Le récit est conduit par Des Grieux, quelques années après la disparition de Manon. Après de sulfureuses aventures dans une société parisienne corrompue, les amants ont échoué en prison. Manon est déportée à la Louisiane avec un convoi de filles de mauvaise vie. Des Grieux suit sa maîtresse. Il la voit bientôt mourir d’épuisement dans le désert où ils ont dû fuir à la suite d’un duel dont elle était la cause. Dans le texte soumis à notre étude, Des Grieux raconte l’enterrement solitaire et pathétique de Manon.

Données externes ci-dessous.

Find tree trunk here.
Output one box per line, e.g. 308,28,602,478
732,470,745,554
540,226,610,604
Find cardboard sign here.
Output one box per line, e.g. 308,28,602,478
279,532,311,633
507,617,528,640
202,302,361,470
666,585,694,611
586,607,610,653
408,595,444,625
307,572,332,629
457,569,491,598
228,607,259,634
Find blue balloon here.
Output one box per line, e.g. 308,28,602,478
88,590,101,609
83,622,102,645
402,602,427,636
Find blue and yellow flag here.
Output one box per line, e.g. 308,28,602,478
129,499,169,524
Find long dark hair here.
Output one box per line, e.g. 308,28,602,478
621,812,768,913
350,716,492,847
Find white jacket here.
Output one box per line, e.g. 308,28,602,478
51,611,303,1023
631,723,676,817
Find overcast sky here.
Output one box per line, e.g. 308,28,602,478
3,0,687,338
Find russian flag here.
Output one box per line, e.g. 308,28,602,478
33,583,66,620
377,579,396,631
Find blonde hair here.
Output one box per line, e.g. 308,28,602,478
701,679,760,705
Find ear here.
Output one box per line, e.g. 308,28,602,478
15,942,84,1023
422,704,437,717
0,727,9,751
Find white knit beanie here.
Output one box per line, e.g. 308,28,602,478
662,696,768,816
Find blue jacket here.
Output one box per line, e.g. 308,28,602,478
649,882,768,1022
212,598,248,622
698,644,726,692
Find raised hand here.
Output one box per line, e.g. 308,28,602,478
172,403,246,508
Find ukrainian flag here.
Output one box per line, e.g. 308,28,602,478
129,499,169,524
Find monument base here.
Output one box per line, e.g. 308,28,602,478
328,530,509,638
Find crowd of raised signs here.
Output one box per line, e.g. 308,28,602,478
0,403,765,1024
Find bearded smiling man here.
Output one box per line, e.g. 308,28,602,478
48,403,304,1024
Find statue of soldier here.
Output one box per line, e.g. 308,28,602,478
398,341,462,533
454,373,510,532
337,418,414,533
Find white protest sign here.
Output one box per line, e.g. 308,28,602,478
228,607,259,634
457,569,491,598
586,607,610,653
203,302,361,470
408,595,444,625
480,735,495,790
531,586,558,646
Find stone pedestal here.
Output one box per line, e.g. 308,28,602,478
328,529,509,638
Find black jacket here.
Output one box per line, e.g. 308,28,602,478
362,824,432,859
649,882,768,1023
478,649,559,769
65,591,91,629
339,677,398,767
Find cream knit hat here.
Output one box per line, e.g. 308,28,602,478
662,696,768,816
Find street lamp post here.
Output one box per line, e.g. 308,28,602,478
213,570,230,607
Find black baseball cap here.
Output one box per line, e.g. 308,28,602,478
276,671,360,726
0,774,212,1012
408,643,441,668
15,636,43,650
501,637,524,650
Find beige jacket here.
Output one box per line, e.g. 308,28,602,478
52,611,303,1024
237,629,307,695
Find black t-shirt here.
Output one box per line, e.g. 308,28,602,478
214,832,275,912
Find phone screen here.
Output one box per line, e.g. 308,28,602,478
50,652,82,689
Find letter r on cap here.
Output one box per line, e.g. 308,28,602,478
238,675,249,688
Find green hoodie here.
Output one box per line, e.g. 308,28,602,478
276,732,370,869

Problématique: en quoi la mort de Manon représente-t-elle aussi la mort symbolique de Des Grieux?
Mouvements:
I. De « N’exigez point de moi » à « jamais plus heureuse »: la mort de Manon
II. De « Je demeurai plus de vingt-quatre heures » à « j’allais exécuter »: la douleur de Des Grieux
III. De « Il ne m’était pas difficile d’ouvrir la terre » jusqu’à la fin: l’enterrement de Manon
I. la mort de Manon
Le texte s’ouvre sur un impératif « N’exigez point de moi ». Des Grieux s’adresse à l’homme de qualité. Le récit est donc très vivant, et le lecteur a l’impression de partager ce moment pathétique avec Des Grieux.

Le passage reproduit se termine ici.